金沢の古いお茶屋の導線に慣い、奥まったプライベート空間へ誘われるような基本道線を作っています。閉じられた玄関と合わせて、フロントまでのアプローチは、細いL型の廊下を歩いていく動線となっており、配置されている各アートを感じてホテル内部に入ってもらう計画です。合わせて、中庭や小上がりのある各客室の入り口も全てL型動線となっており、L字型のアプローチは、外部から共用部へ。共用部からプライベートへと入り込む一つの共通した体感儀式として機能させています。
素材を通じた金沢の体感価値にも配慮し、雨の金沢の石畳を想起させる石張りのラウンジのアプローチや、内部ルーバーを始め共通のオーク材に統一した木部。ストーンペイントで施工された壁面は、目の粗い石英によって柔らかな陰影を実現。派手な意匠ではなく、宿泊者が自分ごと化でき、質の高い時間を過ごせるよう配慮しています。認知が広がるまでの来客数が課題となるホテルが多い中、初月から非常に高い成果を出しました。
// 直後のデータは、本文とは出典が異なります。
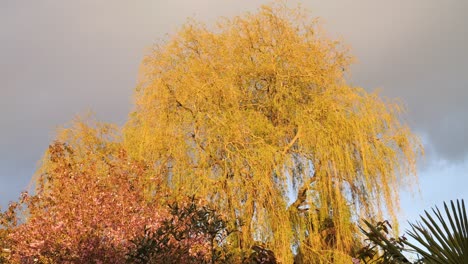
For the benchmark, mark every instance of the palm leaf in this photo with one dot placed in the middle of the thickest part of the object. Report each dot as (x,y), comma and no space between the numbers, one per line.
(443,240)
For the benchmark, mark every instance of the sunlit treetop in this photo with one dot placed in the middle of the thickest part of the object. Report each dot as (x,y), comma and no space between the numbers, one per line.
(256,115)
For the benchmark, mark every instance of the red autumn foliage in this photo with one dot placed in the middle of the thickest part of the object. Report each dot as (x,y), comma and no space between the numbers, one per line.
(85,208)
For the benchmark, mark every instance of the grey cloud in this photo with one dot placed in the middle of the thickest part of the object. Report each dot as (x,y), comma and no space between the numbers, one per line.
(60,58)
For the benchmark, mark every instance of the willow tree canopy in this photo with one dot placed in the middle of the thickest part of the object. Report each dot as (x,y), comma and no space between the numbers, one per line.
(256,116)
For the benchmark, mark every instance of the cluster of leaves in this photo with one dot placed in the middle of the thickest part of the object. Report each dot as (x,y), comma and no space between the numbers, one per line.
(441,238)
(193,233)
(232,116)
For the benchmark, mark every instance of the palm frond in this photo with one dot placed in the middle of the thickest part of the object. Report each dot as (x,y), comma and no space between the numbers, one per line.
(443,239)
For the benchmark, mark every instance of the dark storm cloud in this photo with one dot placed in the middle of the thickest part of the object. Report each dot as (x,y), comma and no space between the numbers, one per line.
(417,51)
(60,58)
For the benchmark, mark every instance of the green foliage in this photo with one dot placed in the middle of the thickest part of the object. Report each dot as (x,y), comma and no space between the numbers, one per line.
(193,233)
(442,238)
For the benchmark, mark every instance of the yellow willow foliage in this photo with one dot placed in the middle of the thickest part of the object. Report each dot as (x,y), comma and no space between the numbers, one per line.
(256,116)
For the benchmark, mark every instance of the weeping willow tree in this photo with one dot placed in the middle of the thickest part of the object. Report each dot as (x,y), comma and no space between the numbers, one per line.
(256,116)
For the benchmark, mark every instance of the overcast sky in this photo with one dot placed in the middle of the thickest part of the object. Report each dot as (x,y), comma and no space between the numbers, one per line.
(61,58)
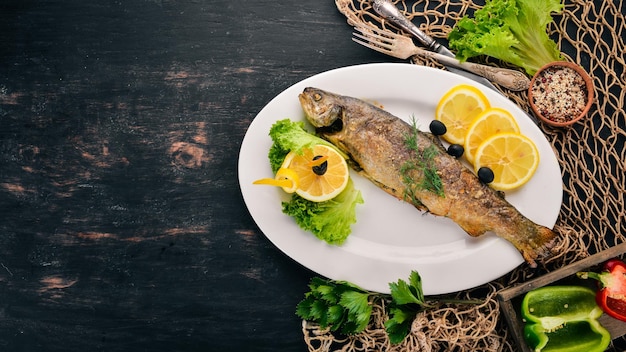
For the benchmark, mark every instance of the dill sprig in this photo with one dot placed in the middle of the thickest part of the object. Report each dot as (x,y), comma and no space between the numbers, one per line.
(423,161)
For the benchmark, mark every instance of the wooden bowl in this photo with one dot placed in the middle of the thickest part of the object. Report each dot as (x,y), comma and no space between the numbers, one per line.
(571,92)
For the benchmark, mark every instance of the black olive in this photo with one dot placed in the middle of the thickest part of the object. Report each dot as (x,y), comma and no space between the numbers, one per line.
(437,128)
(485,175)
(321,168)
(456,150)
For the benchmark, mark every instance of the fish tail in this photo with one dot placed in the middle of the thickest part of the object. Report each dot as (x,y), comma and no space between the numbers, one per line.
(539,245)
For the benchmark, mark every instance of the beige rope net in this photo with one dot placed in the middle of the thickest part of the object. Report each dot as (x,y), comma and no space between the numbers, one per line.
(591,155)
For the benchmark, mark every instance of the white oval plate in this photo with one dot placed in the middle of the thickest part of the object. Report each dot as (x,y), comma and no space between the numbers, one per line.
(391,238)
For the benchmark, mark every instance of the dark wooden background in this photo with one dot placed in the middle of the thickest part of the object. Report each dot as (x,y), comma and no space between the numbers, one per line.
(122,226)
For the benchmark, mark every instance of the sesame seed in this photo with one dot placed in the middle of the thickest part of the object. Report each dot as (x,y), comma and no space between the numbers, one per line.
(560,94)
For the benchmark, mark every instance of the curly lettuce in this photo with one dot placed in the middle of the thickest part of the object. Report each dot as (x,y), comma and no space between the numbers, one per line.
(513,31)
(289,136)
(329,220)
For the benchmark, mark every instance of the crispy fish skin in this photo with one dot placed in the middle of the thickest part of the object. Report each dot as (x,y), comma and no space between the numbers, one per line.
(375,140)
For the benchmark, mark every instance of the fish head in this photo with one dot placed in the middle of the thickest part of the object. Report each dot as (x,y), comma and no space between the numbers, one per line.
(322,109)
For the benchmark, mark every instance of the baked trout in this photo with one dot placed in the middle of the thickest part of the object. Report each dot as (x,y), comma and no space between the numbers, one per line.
(398,158)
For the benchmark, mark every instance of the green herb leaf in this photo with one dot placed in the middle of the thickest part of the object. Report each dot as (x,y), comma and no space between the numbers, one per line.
(399,324)
(339,305)
(423,162)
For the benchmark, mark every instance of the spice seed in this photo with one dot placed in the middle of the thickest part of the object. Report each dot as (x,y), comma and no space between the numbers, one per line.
(560,94)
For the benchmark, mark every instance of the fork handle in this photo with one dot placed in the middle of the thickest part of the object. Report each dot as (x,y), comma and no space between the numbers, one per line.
(510,79)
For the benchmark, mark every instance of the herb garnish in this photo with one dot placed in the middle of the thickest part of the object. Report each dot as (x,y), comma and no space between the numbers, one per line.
(424,161)
(346,308)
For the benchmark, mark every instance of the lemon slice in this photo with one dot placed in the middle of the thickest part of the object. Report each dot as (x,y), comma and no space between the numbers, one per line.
(285,178)
(512,157)
(490,122)
(458,108)
(322,172)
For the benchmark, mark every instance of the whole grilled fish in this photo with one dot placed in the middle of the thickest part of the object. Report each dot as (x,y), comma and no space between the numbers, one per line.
(377,144)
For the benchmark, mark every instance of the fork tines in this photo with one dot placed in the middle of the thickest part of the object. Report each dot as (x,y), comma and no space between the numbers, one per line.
(375,39)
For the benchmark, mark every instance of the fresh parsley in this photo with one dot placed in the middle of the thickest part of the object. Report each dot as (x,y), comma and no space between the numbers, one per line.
(347,308)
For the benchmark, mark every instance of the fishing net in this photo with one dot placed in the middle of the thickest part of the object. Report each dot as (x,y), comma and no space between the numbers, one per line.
(591,155)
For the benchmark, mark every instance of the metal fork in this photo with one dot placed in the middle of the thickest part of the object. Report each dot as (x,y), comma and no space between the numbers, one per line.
(402,47)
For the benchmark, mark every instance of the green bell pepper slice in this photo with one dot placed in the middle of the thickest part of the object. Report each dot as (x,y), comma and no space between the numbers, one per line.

世界的書道家である紫舟氏の、雨にまつわる立体の書や、書のキュビズム作品。共用部に香るのは、「雨に濡れた石畳の風景を連想させる、瑞々しくも静けさを感じさせる香り」をイメージした、志野流香道第21世家元継承者である蜂谷宗苾氏監修「かおり箱」。その他にも、金沢を拠点に活動するクリエイターチーム「secca」によって、6,130日分の金沢の雨の情報が糸によって表現された作品や、伝統的な金沢和紙と漆によって作られたアートパネル。嫁入りする娘にのれんを持たせ、それを嫁ぎ先の仏間でくぐる「花嫁のれん」という独自の婚礼風習にふれる、加賀のれんや、加賀お国染の風呂敷など、新旧問わず、金沢と雨にまつわる様々な文化体験にふれることができるコンテンツを内包し、それらが互いに干渉しないような空間構成を行なっています。